The words tasted foreign in her mouth.
Gu Lan's face lit up instantly.
"I'm glad," she said. "I knew I could do it if you trusted me."
Trusted her.
Yue Anran felt the implications lock into place—slow, terrible clarity.
Lin Jiawei had not acted alone.
She had delegated.
And Gu Lan… had never questioned what, exactly, she was being asked to do.
"This means you can stop worrying now, right?" Gu Lan asked softly. "You don't have to suffer over it anymore."
Lin Jiawei met her gaze.
"Yes," she said after a beat. "It's done."

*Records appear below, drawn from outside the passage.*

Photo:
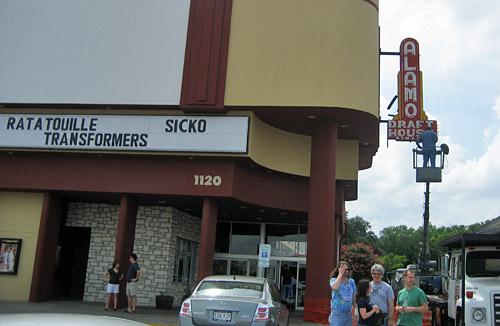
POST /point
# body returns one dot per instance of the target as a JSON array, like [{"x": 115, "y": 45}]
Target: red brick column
[
  {"x": 322, "y": 240},
  {"x": 207, "y": 240},
  {"x": 125, "y": 237},
  {"x": 45, "y": 256}
]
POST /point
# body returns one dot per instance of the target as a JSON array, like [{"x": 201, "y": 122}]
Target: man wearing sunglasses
[{"x": 382, "y": 294}]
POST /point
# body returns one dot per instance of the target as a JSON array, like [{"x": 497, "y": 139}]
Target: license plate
[{"x": 222, "y": 316}]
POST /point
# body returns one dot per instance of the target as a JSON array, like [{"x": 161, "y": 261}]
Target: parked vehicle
[
  {"x": 234, "y": 300},
  {"x": 471, "y": 282}
]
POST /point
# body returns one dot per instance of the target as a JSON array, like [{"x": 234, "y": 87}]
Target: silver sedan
[{"x": 234, "y": 300}]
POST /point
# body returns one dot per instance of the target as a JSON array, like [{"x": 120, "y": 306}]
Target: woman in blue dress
[{"x": 343, "y": 289}]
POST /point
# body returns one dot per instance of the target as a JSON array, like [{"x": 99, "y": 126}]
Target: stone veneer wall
[{"x": 157, "y": 230}]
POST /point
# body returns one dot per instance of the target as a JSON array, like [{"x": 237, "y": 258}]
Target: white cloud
[
  {"x": 459, "y": 58},
  {"x": 389, "y": 194}
]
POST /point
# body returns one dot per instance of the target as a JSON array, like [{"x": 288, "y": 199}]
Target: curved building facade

She said it because stopping now would be worse.
Because confusion would give her away.
Because certainty—false or not—kept Gu Lan calm.
Gu Lan smiled, all tension fading.
"I'll stay close tonight," she said. "In case you need anything."
Then she turned and disappeared into the crowd.
Lin Jiawei remained still.
Inside her, Yue Anran felt her pulse hammer.
She didn't know the full plan.
She didn't know how far things had gone.
But she knew now that she was standing inside the body of someone who had set a scheme in motion, used unquestioning loyalty as its weapon, and walked away before seeing where it would land.
And until she understood exactly what Gu Lan had done
She would have to keep playing the part of a woman who already knew.